Un T-bone  se trata de un corte, no de una pieza. La diferencia estriba en que la pieza sería, por ejemplo, un solomillo entero, un lomo entero, etc., y el corte es una sección de estas piezas.

Adquiere este nombre debido a tener un hueso en forma de "T" con solomillo y lomo a cada lado del hueso. De hecho este corte debe tener los dos, una parte, la más pequeña a un lado es el solomillo (una parte de este) y la otra parte es el lomo. Así que estamos hablando también de un corte que se saca de la parte baja del lomo del vacuno.
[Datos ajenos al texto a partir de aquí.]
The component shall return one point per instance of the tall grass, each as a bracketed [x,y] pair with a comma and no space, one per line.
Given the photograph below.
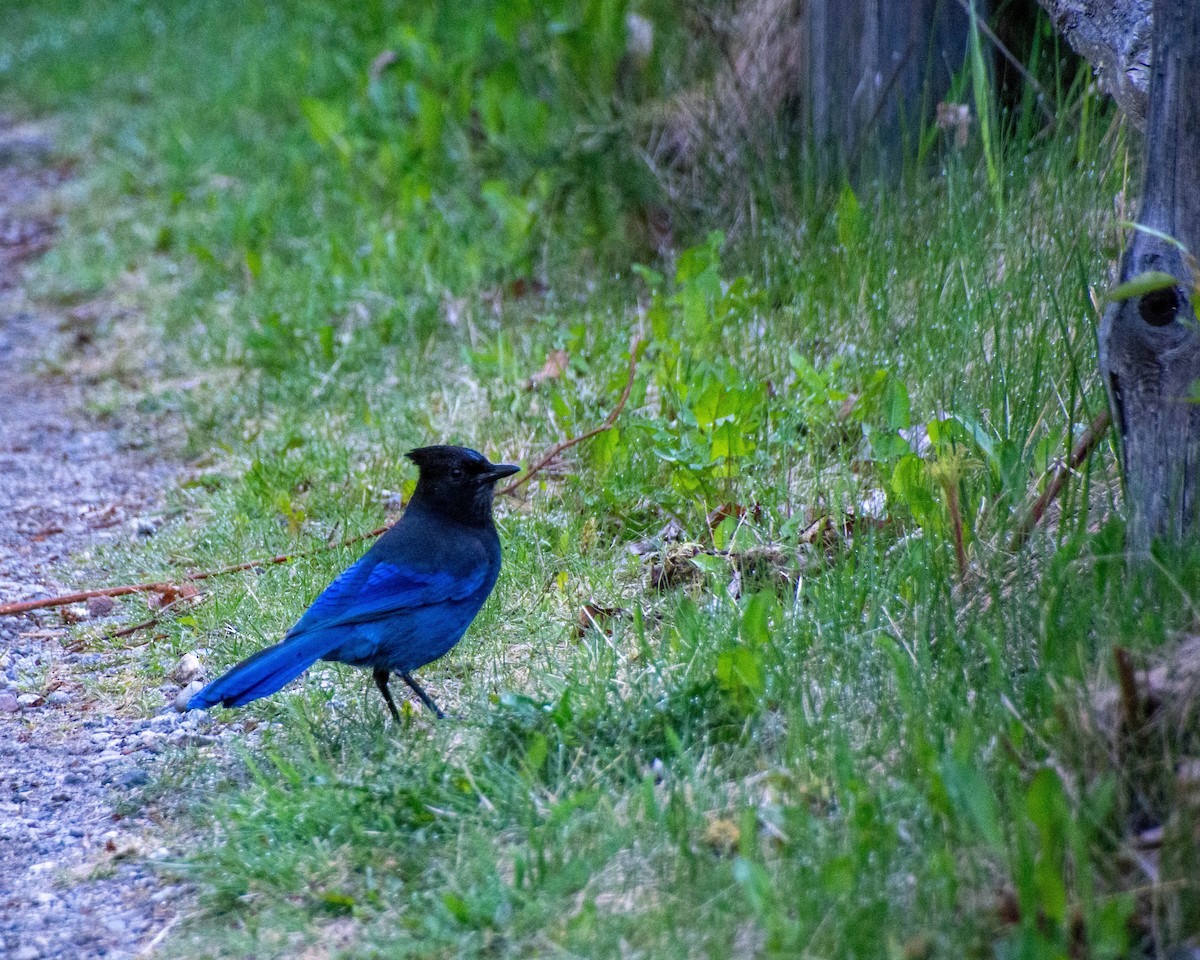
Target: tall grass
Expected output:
[821,709]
El solomillo empieza a partir de la séptima costilla pero comienza a tener el grosor suficiente desde la décima, es de donde sale este corte carne conocida como T-Bone.

Antes de seguir nos gustaría destacar que nosotros catalogamos tres cortes en el lomo:

  - Chuletón de lomo alto (las cinco primeras chuletas).
  - Chuletón de riñonada (las cinco chuletas centrales).
  - T-bone (las cuatro chuletas del lomo bajo con grueso suficiente del solomillo).

 

Cabe destacar que en la actualidad la famosa “T” no la puedes ver en los cortes que te presenten ya que esta despojada de la parte superior. Esto viene como consecuencia de una nueva normativa que obliga a la eliminación del hueso del espinazo en todas las carnes de procedencia vacuna. Queda así un poco “huérfano” esta famosa pieza de carne.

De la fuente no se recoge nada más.